Nach dem Abriß, den Zotenberg aus Gallands Tagebüchern als Anhang zu Alā ed-Dîn und die Wunderlampe herausgab.

Ich vernahm, o glückseliger König, daß in alten Zeiten und längstentschwundenen Tagen ein Sultan zu Samarkand in Adschamland lebte, welcher drei Söhne hatte. Als derselbe hochbetagt war, rief er seine Söhne zu sich und drückte ihnen seine Freude darüber aus ihnen mitteilen zu können, wie sehr er sie liebte; dann sagte er ihnen, er ließe ihnen die Wahl sich zu wünschen, was sie nur wollten; sie hätten nur ihre Wünsche zu äußern, und er wäre bereit ihnen dieselben zu erfüllen; jedoch allein unter der Bedingung, daß er den ältesten zuerst zufrieden stellte, und hernach die beiden jüngern, einen jeden der Reihe nach.

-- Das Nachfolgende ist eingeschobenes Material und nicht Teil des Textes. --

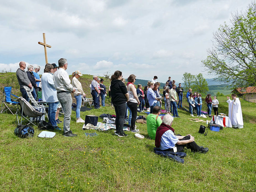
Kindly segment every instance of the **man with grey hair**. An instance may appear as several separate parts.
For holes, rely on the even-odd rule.
[[[31,89],[32,87],[32,84],[29,79],[27,73],[24,70],[26,68],[26,63],[24,61],[21,61],[19,65],[20,68],[17,70],[16,76],[20,85],[20,90],[22,94],[22,97],[29,101],[29,98],[24,88],[29,88]]]
[[[72,104],[72,97],[70,93],[74,93],[75,90],[70,84],[69,76],[66,71],[68,65],[66,59],[60,59],[58,63],[59,69],[53,74],[53,79],[55,89],[57,90],[58,99],[64,110],[63,135],[65,137],[75,137],[77,135],[72,133],[70,130]]]
[[[93,80],[91,82],[91,93],[93,96],[93,100],[94,108],[98,109],[99,108],[99,98],[98,97],[98,94],[99,94],[99,96],[100,91],[99,89],[99,86],[98,85],[99,83],[97,82],[98,80],[98,76],[97,75],[93,75]],[[100,80],[100,79],[99,80]]]
[[[41,88],[39,86],[40,82],[41,81],[41,79],[40,78],[40,76],[39,76],[38,73],[37,73],[40,71],[41,68],[41,67],[39,65],[36,65],[34,67],[34,70],[33,70],[33,74],[34,74],[34,76],[35,78],[35,83],[37,85],[37,86],[35,88],[35,93],[37,94],[37,91],[40,91],[42,90]]]
[[[191,135],[176,135],[174,129],[171,126],[173,120],[173,117],[170,115],[165,115],[163,117],[163,122],[157,130],[155,140],[157,147],[162,150],[175,152],[180,152],[185,147],[192,152],[205,153],[208,151],[207,147],[198,146]]]

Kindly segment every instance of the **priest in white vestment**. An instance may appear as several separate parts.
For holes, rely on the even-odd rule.
[[[229,104],[229,117],[231,121],[232,126],[240,129],[243,128],[244,122],[241,103],[236,94],[232,94],[231,96],[233,101],[229,99],[229,97],[227,97],[228,100],[227,102]]]

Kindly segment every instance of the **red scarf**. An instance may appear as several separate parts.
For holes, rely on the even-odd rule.
[[[134,87],[135,86],[134,85],[134,84],[133,83],[130,83],[130,82],[128,82],[128,83],[127,83],[127,86],[128,86],[128,85],[129,85],[129,84],[132,84],[134,86]]]
[[[174,129],[169,125],[165,124],[162,123],[160,126],[157,129],[155,134],[155,145],[157,147],[160,147],[160,143],[161,142],[161,137],[163,134],[168,130],[171,130],[174,133]]]

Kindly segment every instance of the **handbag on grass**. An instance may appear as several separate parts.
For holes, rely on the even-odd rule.
[[[206,130],[206,132],[205,132],[205,130]],[[207,135],[208,131],[207,131],[207,128],[206,127],[203,125],[200,125],[200,128],[199,128],[199,130],[198,131],[198,132],[201,133],[201,134],[204,134],[204,135],[206,136]]]
[[[94,126],[97,125],[98,119],[99,117],[94,115],[88,115],[85,116],[85,124],[86,125],[88,123],[93,125]]]

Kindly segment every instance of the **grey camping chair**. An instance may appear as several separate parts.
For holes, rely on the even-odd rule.
[[[16,124],[17,124],[17,122],[18,124],[21,125],[23,122],[27,120],[29,122],[27,124],[32,123],[36,126],[34,123],[35,123],[37,121],[40,120],[44,116],[45,108],[43,107],[41,108],[42,112],[40,112],[38,110],[36,109],[34,107],[31,105],[23,97],[20,97],[18,98],[17,100],[21,104],[21,117],[19,119],[18,114],[16,114]]]
[[[34,87],[32,87],[32,89],[31,89],[28,87],[27,88],[24,87],[24,88],[27,92],[27,93],[29,96],[29,100],[31,102],[31,103],[32,105],[34,107],[34,108],[39,111],[40,111],[40,109],[42,107],[44,108],[45,109],[46,108],[48,108],[47,107],[47,104],[46,104],[46,102],[45,101],[37,101],[33,97],[33,96],[32,95],[31,92],[33,91],[33,89],[34,88]],[[46,106],[44,105],[44,104],[46,105]],[[45,112],[45,110],[44,111]],[[46,115],[47,118],[49,119],[47,113],[45,112],[45,114]]]

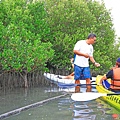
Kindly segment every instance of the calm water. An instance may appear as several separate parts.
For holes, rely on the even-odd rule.
[[[82,88],[85,91],[85,88]],[[95,88],[92,91],[96,91]],[[33,104],[65,92],[57,87],[17,89],[0,93],[0,114]],[[120,120],[119,111],[96,99],[88,102],[74,102],[70,94],[51,100],[40,106],[24,110],[6,120]]]

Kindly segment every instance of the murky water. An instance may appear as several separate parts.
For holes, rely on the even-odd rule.
[[[83,88],[82,90],[85,90]],[[95,88],[92,89],[95,91]],[[17,89],[0,93],[0,114],[33,104],[65,92],[57,87]],[[101,99],[74,102],[70,94],[11,115],[6,120],[120,120],[117,111]]]

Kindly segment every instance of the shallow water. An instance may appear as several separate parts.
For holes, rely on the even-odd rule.
[[[85,91],[85,88],[82,88]],[[95,88],[92,91],[96,91]],[[68,91],[67,91],[68,92]],[[1,93],[0,114],[8,111],[64,94],[57,87],[37,87],[31,89],[16,89]],[[115,118],[117,117],[117,118]],[[6,120],[120,120],[119,111],[96,99],[88,102],[74,102],[70,94],[49,101],[40,106],[21,111],[5,118]]]

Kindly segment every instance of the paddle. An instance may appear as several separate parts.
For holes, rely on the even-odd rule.
[[[66,89],[66,88],[73,88],[73,87],[76,87],[76,86],[97,85],[97,84],[74,84],[74,83],[64,84],[64,83],[58,83],[57,85],[58,85],[60,88]]]
[[[71,99],[74,101],[89,101],[99,98],[101,96],[111,96],[111,95],[120,95],[120,93],[93,93],[93,92],[86,92],[86,93],[73,93]]]

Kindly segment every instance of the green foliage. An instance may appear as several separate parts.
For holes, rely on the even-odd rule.
[[[97,35],[94,58],[101,67],[96,71],[108,70],[116,59],[115,32],[110,11],[104,3],[93,0],[44,0],[48,12],[48,22],[54,39],[51,41],[55,56],[51,64],[69,68],[69,56],[78,40],[86,39],[89,33]],[[109,47],[107,47],[107,46]],[[91,68],[94,66],[91,64]]]
[[[54,50],[41,2],[4,0],[0,4],[1,65],[4,70],[45,69]]]
[[[48,22],[54,39],[51,41],[55,56],[51,63],[57,67],[69,67],[75,43],[86,39],[95,31],[96,21],[83,0],[45,0]],[[68,65],[69,63],[69,65]]]

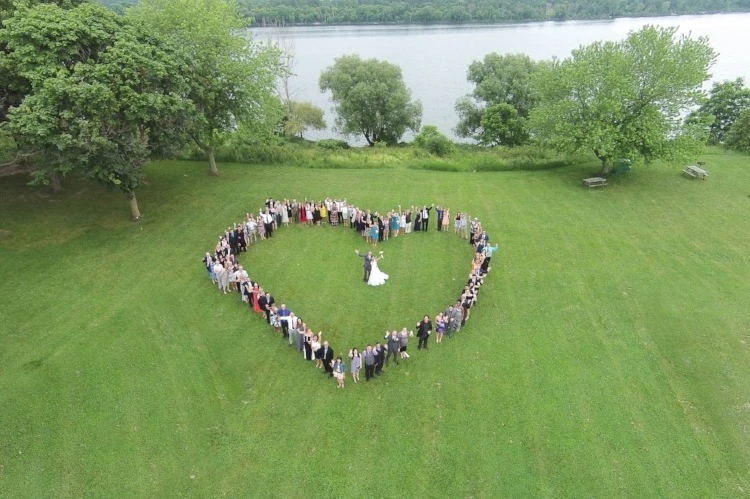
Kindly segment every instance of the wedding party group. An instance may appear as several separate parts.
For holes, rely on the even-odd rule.
[[[263,289],[259,282],[248,275],[239,263],[240,253],[246,252],[258,241],[273,237],[276,230],[290,223],[352,228],[361,233],[367,242],[376,246],[378,242],[387,241],[391,236],[427,231],[431,217],[436,220],[436,230],[450,230],[452,217],[447,207],[424,205],[422,208],[412,206],[408,210],[402,210],[399,206],[397,210],[381,216],[378,212],[371,213],[350,205],[346,199],[297,202],[296,199],[277,201],[268,198],[257,215],[247,213],[245,220],[228,227],[219,237],[213,254],[207,252],[202,261],[211,282],[221,292],[237,292],[241,301],[253,313],[262,316],[279,337],[288,342],[290,347],[294,347],[304,360],[314,362],[316,368],[336,379],[338,388],[344,388],[347,372],[351,374],[354,383],[359,383],[360,371],[364,369],[365,381],[370,381],[382,375],[383,368],[390,364],[391,359],[395,365],[400,360],[408,359],[409,339],[415,336],[414,331],[406,327],[386,331],[382,341],[375,341],[361,351],[357,348],[349,349],[345,356],[336,355],[328,341],[323,340],[322,331],[314,333],[301,317],[295,315],[285,303],[277,305],[270,291]],[[434,319],[424,315],[416,324],[417,350],[427,349],[430,337],[435,338],[435,343],[442,343],[446,333],[452,338],[466,324],[471,310],[477,305],[484,279],[491,270],[492,256],[498,249],[497,244],[490,244],[489,235],[477,218],[470,219],[466,213],[457,213],[453,222],[453,232],[467,239],[474,249],[471,270],[456,302],[448,304]],[[355,253],[362,258],[363,281],[371,286],[385,284],[388,275],[378,267],[378,261],[383,259],[384,252],[360,253],[355,250]],[[349,362],[348,369],[346,362]]]

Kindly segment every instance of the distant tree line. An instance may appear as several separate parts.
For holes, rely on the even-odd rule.
[[[253,26],[606,19],[742,12],[750,0],[240,0]]]

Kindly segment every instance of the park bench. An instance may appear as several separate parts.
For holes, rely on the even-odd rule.
[[[604,177],[591,177],[583,179],[583,185],[586,187],[601,187],[607,185],[607,179]]]
[[[700,178],[706,180],[706,177],[708,177],[708,171],[702,168],[703,165],[705,165],[705,163],[703,163],[702,161],[699,161],[698,164],[695,165],[688,165],[682,169],[682,174],[687,175],[690,178]]]

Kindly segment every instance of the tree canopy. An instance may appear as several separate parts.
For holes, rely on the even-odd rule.
[[[287,137],[302,137],[309,130],[325,130],[323,110],[307,101],[289,101],[284,133]]]
[[[331,92],[340,131],[362,134],[370,145],[395,144],[407,130],[419,130],[422,104],[411,100],[396,64],[339,57],[320,75],[320,90]]]
[[[618,158],[694,154],[705,130],[683,118],[704,97],[715,59],[706,38],[655,26],[581,47],[535,77],[531,129],[558,150],[593,152],[602,173]]]
[[[456,102],[456,134],[483,145],[523,144],[528,133],[522,130],[536,102],[531,79],[540,64],[525,54],[494,52],[472,62],[466,78],[475,88]]]
[[[257,26],[611,19],[738,12],[746,0],[241,0]]]
[[[141,0],[128,10],[190,57],[188,98],[195,106],[187,132],[216,175],[216,148],[240,124],[270,136],[284,111],[275,96],[279,51],[253,42],[234,0]]]
[[[750,88],[743,78],[714,83],[708,100],[690,117],[709,122],[708,136],[712,144],[723,144],[740,114],[750,109]]]

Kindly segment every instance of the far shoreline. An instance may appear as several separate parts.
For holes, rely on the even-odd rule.
[[[290,23],[290,24],[249,24],[249,29],[284,29],[284,28],[358,28],[358,27],[491,27],[491,26],[526,26],[529,24],[561,24],[568,22],[606,22],[618,21],[623,19],[645,19],[645,18],[672,18],[672,17],[703,17],[718,15],[736,15],[750,14],[747,10],[730,10],[717,12],[697,12],[683,14],[663,14],[663,15],[623,15],[616,17],[590,17],[590,18],[570,18],[570,19],[528,19],[528,20],[505,20],[505,21],[466,21],[466,22],[437,22],[437,23],[420,23],[420,22],[363,22],[363,23]]]

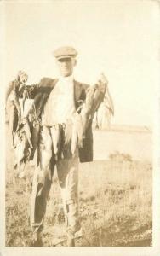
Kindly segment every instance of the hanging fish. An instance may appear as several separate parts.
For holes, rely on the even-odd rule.
[[[78,139],[77,129],[77,126],[75,125],[75,123],[73,123],[72,133],[71,133],[71,154],[73,157],[75,156],[76,148],[77,146],[77,139]]]
[[[83,147],[83,119],[82,116],[76,113],[75,114],[75,127],[77,131],[77,144],[79,148]]]
[[[65,145],[69,144],[71,138],[72,122],[71,119],[68,119],[65,127]]]
[[[24,124],[24,131],[25,131],[28,143],[30,145],[30,148],[32,149],[33,146],[32,146],[32,143],[31,141],[31,131],[30,131],[30,125],[29,125],[27,118],[24,118],[23,124]]]
[[[90,88],[89,88],[89,91],[88,91],[88,93],[86,95],[86,102],[85,102],[85,105],[86,105],[86,110],[87,110],[87,112],[89,112],[89,110],[92,108],[94,90],[95,90],[94,86],[90,86]]]
[[[9,111],[9,132],[12,135],[12,145],[14,147],[14,136],[17,130],[18,113],[15,106],[13,104]]]
[[[33,121],[32,125],[32,131],[31,131],[31,144],[32,144],[32,150],[31,155],[30,157],[31,160],[33,160],[34,153],[36,151],[38,141],[39,141],[39,131],[40,131],[40,124],[38,121]]]
[[[60,135],[61,135],[62,126],[60,124],[54,125],[50,129],[54,154],[55,155],[55,160],[58,160],[58,154],[60,151],[60,146],[61,143]]]

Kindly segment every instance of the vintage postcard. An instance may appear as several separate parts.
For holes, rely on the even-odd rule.
[[[159,1],[0,14],[0,255],[160,255]]]

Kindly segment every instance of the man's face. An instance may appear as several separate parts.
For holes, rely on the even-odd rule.
[[[61,76],[68,77],[73,73],[73,68],[76,65],[76,60],[72,58],[62,58],[57,60],[57,64]]]

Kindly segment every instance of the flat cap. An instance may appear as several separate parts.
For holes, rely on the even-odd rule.
[[[71,46],[60,47],[54,51],[54,55],[56,59],[71,58],[77,55],[77,50]]]

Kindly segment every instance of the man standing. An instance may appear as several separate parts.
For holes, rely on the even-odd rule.
[[[81,228],[78,220],[78,163],[79,160],[93,160],[92,119],[103,100],[106,83],[99,86],[100,95],[95,98],[94,108],[90,113],[81,148],[77,145],[73,154],[71,145],[65,144],[66,124],[75,113],[80,113],[80,104],[85,101],[89,87],[74,79],[77,55],[72,47],[56,49],[54,55],[60,69],[60,78],[43,78],[31,93],[31,97],[34,98],[31,109],[34,107],[37,117],[41,119],[37,168],[33,177],[30,215],[32,246],[43,245],[41,231],[55,166],[63,200],[68,246],[75,246],[75,233]]]

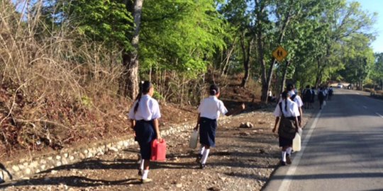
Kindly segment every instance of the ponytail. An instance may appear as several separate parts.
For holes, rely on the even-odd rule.
[[[141,81],[141,83],[140,83],[140,91],[138,91],[138,95],[137,95],[137,97],[135,100],[137,101],[137,103],[134,106],[134,113],[135,113],[137,112],[137,110],[138,110],[138,105],[140,103],[140,100],[141,99],[143,94],[147,94],[148,93],[149,93],[149,91],[150,90],[150,88],[152,88],[152,83],[148,81]]]
[[[211,86],[210,86],[209,93],[210,96],[216,96],[219,93],[219,88],[216,85],[212,84]]]
[[[287,112],[287,99],[284,100],[284,111]]]

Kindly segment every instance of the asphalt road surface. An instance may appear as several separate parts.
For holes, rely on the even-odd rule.
[[[383,101],[362,94],[335,88],[264,190],[383,190]]]

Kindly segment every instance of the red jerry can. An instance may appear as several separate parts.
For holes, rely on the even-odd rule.
[[[166,142],[164,139],[160,142],[157,139],[152,141],[150,160],[153,161],[164,161],[166,160]]]

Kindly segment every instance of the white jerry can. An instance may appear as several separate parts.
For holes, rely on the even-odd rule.
[[[190,141],[189,142],[189,148],[196,149],[198,141],[198,131],[193,131],[190,136]]]
[[[298,132],[295,134],[293,139],[293,150],[294,151],[301,151],[301,135]]]

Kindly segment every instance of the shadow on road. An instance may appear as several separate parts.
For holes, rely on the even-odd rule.
[[[72,187],[96,187],[101,185],[121,185],[140,184],[138,179],[128,178],[119,180],[109,181],[104,180],[91,179],[82,176],[67,176],[57,178],[41,178],[31,180],[23,180],[16,183],[10,183],[0,185],[0,189],[10,186],[23,185],[65,185]]]

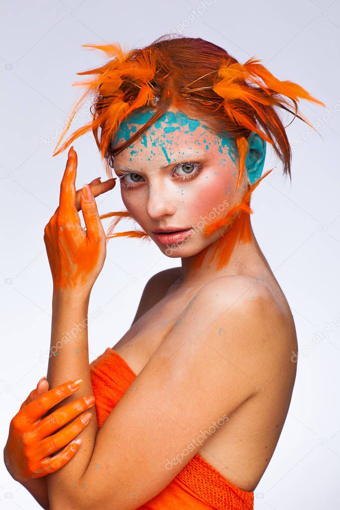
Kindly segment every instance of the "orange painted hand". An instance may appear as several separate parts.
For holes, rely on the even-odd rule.
[[[39,385],[38,382],[37,388],[30,393],[12,419],[4,458],[8,471],[17,481],[40,478],[54,472],[68,462],[77,451],[81,439],[72,440],[89,422],[91,413],[81,415],[62,430],[54,432],[80,413],[92,407],[94,397],[79,398],[42,417],[58,402],[79,389],[81,382],[72,386],[74,382],[68,381],[49,391],[47,391],[47,380],[44,381],[42,391],[42,383]],[[63,448],[57,455],[50,456]]]
[[[105,233],[91,191],[84,185],[76,191],[77,155],[71,147],[60,185],[59,206],[45,227],[44,241],[54,289],[76,289],[89,295],[106,256]],[[115,186],[115,180],[92,185],[96,195]],[[78,211],[82,210],[86,230]]]

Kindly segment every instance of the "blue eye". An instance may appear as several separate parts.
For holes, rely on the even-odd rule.
[[[184,174],[180,175],[178,175],[178,174],[177,174],[177,176],[179,178],[179,181],[184,182],[186,181],[190,181],[191,179],[193,179],[196,177],[196,175],[198,175],[202,169],[202,165],[200,162],[194,161],[191,163],[190,161],[187,161],[186,163],[180,163],[179,165],[175,166],[173,169],[174,171],[176,173],[178,170],[182,170],[184,172]],[[131,178],[132,182],[126,182],[125,177],[128,176]],[[128,190],[132,189],[134,188],[135,188],[136,186],[134,185],[133,183],[141,182],[141,181],[135,180],[138,177],[141,177],[142,179],[144,178],[144,177],[143,177],[142,175],[140,175],[139,173],[133,173],[131,172],[124,172],[123,175],[121,175],[119,177],[121,187]]]

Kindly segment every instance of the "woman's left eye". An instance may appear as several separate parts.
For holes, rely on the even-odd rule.
[[[174,171],[177,173],[180,181],[190,181],[198,175],[202,168],[202,165],[200,163],[197,163],[196,161],[191,163],[190,161],[188,161],[187,163],[181,163],[179,165],[177,165],[177,166],[174,167]],[[177,173],[178,171],[182,171],[184,173],[178,174]],[[134,180],[133,180],[132,183],[128,181],[126,182],[125,178],[128,176],[133,180],[138,178],[139,177],[142,177],[138,173],[132,173],[130,172],[126,172],[123,175],[121,175],[119,177],[121,186],[128,190],[132,189],[136,187],[135,185],[133,184],[134,182],[137,183],[141,182],[140,181]]]
[[[176,172],[178,171],[178,169],[182,170],[184,173],[181,174],[180,176],[184,178],[181,179],[181,180],[189,181],[193,178],[193,177],[195,177],[199,173],[199,171],[201,168],[202,165],[200,163],[196,163],[196,162],[190,163],[190,161],[188,161],[188,163],[182,163],[180,165],[178,165],[174,169]]]

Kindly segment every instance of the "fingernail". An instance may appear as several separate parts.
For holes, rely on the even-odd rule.
[[[71,382],[69,384],[68,387],[71,390],[73,390],[74,388],[76,388],[77,386],[80,386],[82,382],[82,379],[75,379],[74,381],[71,381]]]
[[[85,397],[84,400],[88,405],[90,405],[90,404],[92,404],[94,402],[94,397]]]
[[[77,450],[82,440],[80,438],[79,439],[75,439],[74,441],[72,441],[72,443],[71,443],[71,449],[73,451],[75,451],[76,450]]]
[[[91,413],[87,413],[86,414],[82,415],[81,418],[81,420],[83,423],[88,423],[88,422],[91,420],[92,415]]]
[[[43,381],[44,379],[46,379],[46,377],[45,377],[45,376],[44,376],[43,377],[41,377],[41,378],[40,379],[40,380],[39,381],[38,381],[38,384],[37,385],[37,388],[38,388],[38,387],[40,385],[40,382],[42,382],[42,381]],[[47,379],[46,379],[46,380],[47,380]]]
[[[88,184],[84,184],[83,187],[83,194],[84,199],[87,202],[91,202],[93,199],[92,192],[91,191],[91,188]]]
[[[91,182],[89,183],[89,184],[93,184],[94,183],[95,183],[96,181],[98,181],[98,179],[101,179],[101,177],[97,177],[96,179],[93,179],[93,181],[91,181]]]

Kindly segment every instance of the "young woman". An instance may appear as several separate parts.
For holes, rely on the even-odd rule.
[[[90,47],[112,57],[79,73],[95,76],[81,84],[95,93],[93,118],[56,154],[92,129],[127,211],[98,215],[94,197],[114,178],[76,191],[71,147],[44,237],[54,355],[11,422],[7,468],[51,510],[252,509],[288,411],[297,345],[250,195],[271,171],[261,176],[267,142],[290,176],[277,109],[310,125],[298,98],[325,105],[201,39]],[[100,219],[112,216],[106,236]],[[143,230],[112,234],[124,217]],[[89,365],[91,291],[107,240],[123,235],[151,239],[181,265],[150,279],[128,331]],[[83,327],[70,340],[74,323]],[[86,412],[92,395],[96,413]]]

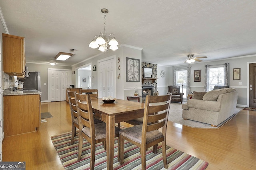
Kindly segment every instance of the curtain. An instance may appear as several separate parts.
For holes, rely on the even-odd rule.
[[[208,92],[209,89],[209,68],[210,65],[205,65],[204,74],[204,91]]]
[[[191,92],[190,88],[190,67],[187,67],[187,94],[190,94]]]
[[[173,72],[173,84],[174,86],[177,86],[177,82],[176,82],[176,72],[177,72],[177,69],[174,69],[174,70]]]
[[[228,84],[228,63],[224,64],[224,86]]]

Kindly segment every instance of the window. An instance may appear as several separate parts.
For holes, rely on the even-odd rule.
[[[183,80],[183,82],[182,82]],[[187,96],[187,70],[176,70],[176,84],[180,87],[180,92],[184,93],[183,98]],[[183,84],[182,88],[182,85]]]
[[[204,90],[208,92],[213,89],[214,86],[228,84],[228,63],[223,64],[205,65],[206,80]]]
[[[214,86],[224,86],[224,67],[210,68],[209,69],[209,90],[213,90]]]

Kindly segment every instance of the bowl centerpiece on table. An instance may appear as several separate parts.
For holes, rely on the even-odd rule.
[[[113,103],[116,100],[111,96],[103,97],[102,99],[104,103]]]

Der älteste, Namens Rostem, bat den Sultan, er möchte ihm einen Pavillon erbauen, der abwechselnd mit lauter goldnen und silbernen Steinen bedeckt wäre. Der Sultan 137 gab noch an demselben Tag Befehl hierzu, doch war der Pavillon noch nicht vollständig gedeckt, und es befand sich auch noch kein einziges Möbel darin, als der Prinz von seinem Vater dem Sultan die Erlaubnis erbat, in ihm schlafen zu dürfen. Der Sultan riet ihm davon ab, indem er sagte, er müsse ihn zunächst erst fertig bauen und einrichten; der Prinz war jedoch von so großer Ungeduld ergriffen, daß er sein Bett dorthin tragen ließ und sich niederlegte. Gegen Mitternacht, als er den Koran las, öffnete sich plötzlich der Boden, und er sah aus der Erde einen Dschinnī von entsetzlichem Aussehen hervorsteigen. Der Dschinnī, dessen Namen Morhagian war, sprach zu ihm: »Du bist ein Prinz, aber wärest du auch ein Sultan, so würde ich mich für deine Kühnheit an dir rächen, daß du diesen Pavillon betratst, der gerade über dem Palast meiner ältesten Tochter erbaut ist.« Gleichzeitig ging er im Pavillon rings herum und schlug an seine Mauern, wodurch der ganze Pavillon in so feinen Staub verwandelt wurde, daß der Wind ihn aufhob und forttrug und nicht die geringste Spur von ihm übrigblieb. Der Prinz griff nach seinem Schwert und verfolgte den Dschinnī, der jedoch vor ihm floh und sich in eine Cisterne stürzte, in der er verschwand. Als der Prinz am folgenden Morgen vor dem Sultan erschien, war er verwirrt und niedergeschlagen, und der Sultan tadelte ihn wegen seiner Ungeduld und seines Ungehorsams.

Nun trat der zweite Prinz vor, dessen Name Ghajâth ed-Dîn war, und bat den Sultan ihm einen Pavillon aus lauter Fischgräten zu erbauen. Der Sultan ließ ihm den Pavillon mit großen Kosten erbauen, doch geduldete sich der Prinz ebensowenig wie sein älterer Bruder bis zur Vollendung des Baues, sondern legte sich in dem Pavillon mit dem Schwert zur Seite nieder. Um Mitternacht erschien ihm der Dschinnī Morhagian ebenfalls und machte ihm das gleiche Kompliment, indem er hinzusetzte, der Pavillon wäre über dem Palast seiner zweiten Tochter erbaut; dann ging er 138 wieder rings im Zimmer umher, und schlug an die Wände, daß das ganze Gebäude in Staub zerfiel. Der Prinz verfolgte ihn mit gezücktem Schwert bis zum Brunnen, in dem der Dschinnī Morhagian verschwand. Am nächsten Morgen erschien der Prinz Ghajâth ed-Dîn vor dem Sultan, der ihn ebenso wie seinen ältern Bruder Rostem radelte.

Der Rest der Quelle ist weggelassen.